23 November 2024
15:48 WIB
Ekonom: Kepatuhan Bayar Pajak Rusak Karena Tax Amnesty Jilid III
Pengampunan pajak yang digulirkan terus menerus justru merusak kepatuhan pembayaran pajak dan menimbulkan ketidakadilan.
Penulis: Aurora K MÂ Simanjuntak
Ilustrasi gedung kantor Direktoran Jenderal Pajak (DJP). Shutterstock/M.Gunsyah
JAKARTA - Pemerintah akan kembali memberikan pengampunan pajak (tax) amnesty kepada wajib pajak. Ini menjadi program ketiga setelah menggulirkan program serupa pada 2016 dan 2022 lalu.
Center of Reform on Economics (CORE) menyoroti, kebijakan Tax Amnesty yang berulang kali dapat membawa konsekuensi serius bagi sistem perpajakan Indonesia. Utamanya, berpotensi merusak kepatuhan pajak wajib pajak.
Peneliti CORE Yusuf Rendy Manilet mengatakan, seharusnya pengampunan pajak hanya menjadi kebijakan satu kali (one-off policy) yang diterapkan dalam situasi luar biasa. Namun, ternyata pemerintah berencana memberikan pengampunan hingga jilid III.
"Implementasi hingga jilid III menimbulkan potensi moral hazard.
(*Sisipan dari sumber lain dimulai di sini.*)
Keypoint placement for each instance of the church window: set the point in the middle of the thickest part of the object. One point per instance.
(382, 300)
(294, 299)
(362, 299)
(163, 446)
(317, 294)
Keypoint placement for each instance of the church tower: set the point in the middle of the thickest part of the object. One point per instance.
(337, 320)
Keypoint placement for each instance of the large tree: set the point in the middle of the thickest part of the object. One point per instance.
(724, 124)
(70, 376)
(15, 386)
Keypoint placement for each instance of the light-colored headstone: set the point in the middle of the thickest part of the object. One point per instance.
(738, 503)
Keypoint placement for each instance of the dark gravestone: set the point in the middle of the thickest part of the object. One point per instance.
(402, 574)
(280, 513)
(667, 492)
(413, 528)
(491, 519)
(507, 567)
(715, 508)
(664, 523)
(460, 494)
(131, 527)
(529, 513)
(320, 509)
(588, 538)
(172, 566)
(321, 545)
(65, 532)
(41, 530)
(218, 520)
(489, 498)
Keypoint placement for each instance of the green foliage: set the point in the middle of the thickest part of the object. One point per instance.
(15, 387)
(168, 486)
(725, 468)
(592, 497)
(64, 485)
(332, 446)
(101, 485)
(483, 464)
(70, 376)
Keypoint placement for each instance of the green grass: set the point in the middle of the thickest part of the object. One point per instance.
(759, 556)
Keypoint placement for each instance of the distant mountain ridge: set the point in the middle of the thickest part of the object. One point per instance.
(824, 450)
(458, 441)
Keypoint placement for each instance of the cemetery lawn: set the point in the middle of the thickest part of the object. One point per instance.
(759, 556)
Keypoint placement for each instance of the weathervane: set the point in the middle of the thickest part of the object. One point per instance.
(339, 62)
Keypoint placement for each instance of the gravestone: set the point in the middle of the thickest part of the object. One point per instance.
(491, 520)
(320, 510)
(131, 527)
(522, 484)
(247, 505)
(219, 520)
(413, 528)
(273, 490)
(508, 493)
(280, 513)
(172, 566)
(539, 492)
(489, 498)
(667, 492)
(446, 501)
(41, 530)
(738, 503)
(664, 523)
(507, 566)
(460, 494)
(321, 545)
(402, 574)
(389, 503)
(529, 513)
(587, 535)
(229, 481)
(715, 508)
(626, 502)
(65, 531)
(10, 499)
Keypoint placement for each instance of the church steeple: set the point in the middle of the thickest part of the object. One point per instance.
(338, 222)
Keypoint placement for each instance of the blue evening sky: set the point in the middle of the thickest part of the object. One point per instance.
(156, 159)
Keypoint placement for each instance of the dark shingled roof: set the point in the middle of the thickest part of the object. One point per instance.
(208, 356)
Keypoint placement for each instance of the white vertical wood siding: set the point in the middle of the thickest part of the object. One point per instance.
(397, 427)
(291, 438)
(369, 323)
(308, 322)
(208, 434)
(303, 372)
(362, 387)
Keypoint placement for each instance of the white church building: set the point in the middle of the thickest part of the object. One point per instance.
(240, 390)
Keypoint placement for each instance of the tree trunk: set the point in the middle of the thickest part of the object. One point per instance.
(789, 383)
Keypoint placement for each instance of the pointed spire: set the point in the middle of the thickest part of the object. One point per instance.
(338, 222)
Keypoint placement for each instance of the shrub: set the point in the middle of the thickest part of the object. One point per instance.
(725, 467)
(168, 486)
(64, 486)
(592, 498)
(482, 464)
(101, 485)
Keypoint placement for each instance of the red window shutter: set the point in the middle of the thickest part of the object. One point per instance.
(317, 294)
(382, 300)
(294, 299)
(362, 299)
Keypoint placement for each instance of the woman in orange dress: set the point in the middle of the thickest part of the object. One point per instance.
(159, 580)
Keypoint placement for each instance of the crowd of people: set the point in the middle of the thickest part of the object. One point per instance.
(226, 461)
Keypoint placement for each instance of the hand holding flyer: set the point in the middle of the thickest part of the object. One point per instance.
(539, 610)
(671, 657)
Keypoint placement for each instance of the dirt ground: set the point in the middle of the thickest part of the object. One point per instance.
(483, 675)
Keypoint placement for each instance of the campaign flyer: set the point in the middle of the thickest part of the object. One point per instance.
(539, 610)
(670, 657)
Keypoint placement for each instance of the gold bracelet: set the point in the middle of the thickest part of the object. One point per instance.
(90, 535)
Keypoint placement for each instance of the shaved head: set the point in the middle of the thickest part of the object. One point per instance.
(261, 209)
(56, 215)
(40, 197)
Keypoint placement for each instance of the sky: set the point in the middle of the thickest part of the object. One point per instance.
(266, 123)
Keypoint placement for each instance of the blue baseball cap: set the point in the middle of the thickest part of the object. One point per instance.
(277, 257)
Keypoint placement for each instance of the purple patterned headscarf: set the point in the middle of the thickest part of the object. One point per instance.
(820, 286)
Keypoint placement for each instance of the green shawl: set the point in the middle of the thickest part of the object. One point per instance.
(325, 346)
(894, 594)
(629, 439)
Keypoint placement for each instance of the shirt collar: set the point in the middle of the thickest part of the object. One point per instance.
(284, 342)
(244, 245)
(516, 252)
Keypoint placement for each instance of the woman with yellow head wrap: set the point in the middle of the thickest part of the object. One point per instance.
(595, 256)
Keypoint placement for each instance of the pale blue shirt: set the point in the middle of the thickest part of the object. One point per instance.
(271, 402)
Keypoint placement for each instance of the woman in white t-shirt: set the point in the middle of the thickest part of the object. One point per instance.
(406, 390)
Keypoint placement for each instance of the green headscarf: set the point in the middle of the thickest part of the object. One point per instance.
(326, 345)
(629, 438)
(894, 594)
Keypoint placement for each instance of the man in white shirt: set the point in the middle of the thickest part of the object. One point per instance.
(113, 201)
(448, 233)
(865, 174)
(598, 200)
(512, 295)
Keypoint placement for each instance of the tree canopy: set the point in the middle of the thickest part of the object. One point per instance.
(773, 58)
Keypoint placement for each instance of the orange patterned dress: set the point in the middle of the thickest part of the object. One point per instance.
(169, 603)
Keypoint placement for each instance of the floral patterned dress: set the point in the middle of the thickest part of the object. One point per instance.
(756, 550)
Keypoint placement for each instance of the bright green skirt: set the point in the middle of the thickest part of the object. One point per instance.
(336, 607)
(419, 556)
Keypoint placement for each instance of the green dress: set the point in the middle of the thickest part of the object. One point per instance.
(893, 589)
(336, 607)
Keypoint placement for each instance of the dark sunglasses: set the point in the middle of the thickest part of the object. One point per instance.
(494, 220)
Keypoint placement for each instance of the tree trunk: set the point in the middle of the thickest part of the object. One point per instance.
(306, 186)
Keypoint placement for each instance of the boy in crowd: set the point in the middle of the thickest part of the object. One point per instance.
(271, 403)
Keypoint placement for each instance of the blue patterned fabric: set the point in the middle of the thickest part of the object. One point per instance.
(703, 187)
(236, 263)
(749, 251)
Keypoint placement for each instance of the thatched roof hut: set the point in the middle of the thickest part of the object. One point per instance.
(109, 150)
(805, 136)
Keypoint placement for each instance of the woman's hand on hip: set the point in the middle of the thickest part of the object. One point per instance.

Wajib pajak mungkin sengaja menunda pembayaran dengan asumsi program serupa akan kembali digulirkan," ujarnya kepada Validnews, Jumat (22/11).
Yusuf kembali menekankan, pemberian pengampunan pajak berulang kali kepada para pengemplang pajak akan merusak iklim kepatuhan pajak yang sulit dibangun.
Selain itu, menciptakan rasa ketidakadilan di antara wajib pajak yang selama ini sudah patuh membayar pajak.
Di satu sisi, Yusuf juga menilai, program pengampunan pajak yang dilakukan terus-menerus menunjukkan kelemahan struktural dalam penegakan hukum dan administrasi perpajakan.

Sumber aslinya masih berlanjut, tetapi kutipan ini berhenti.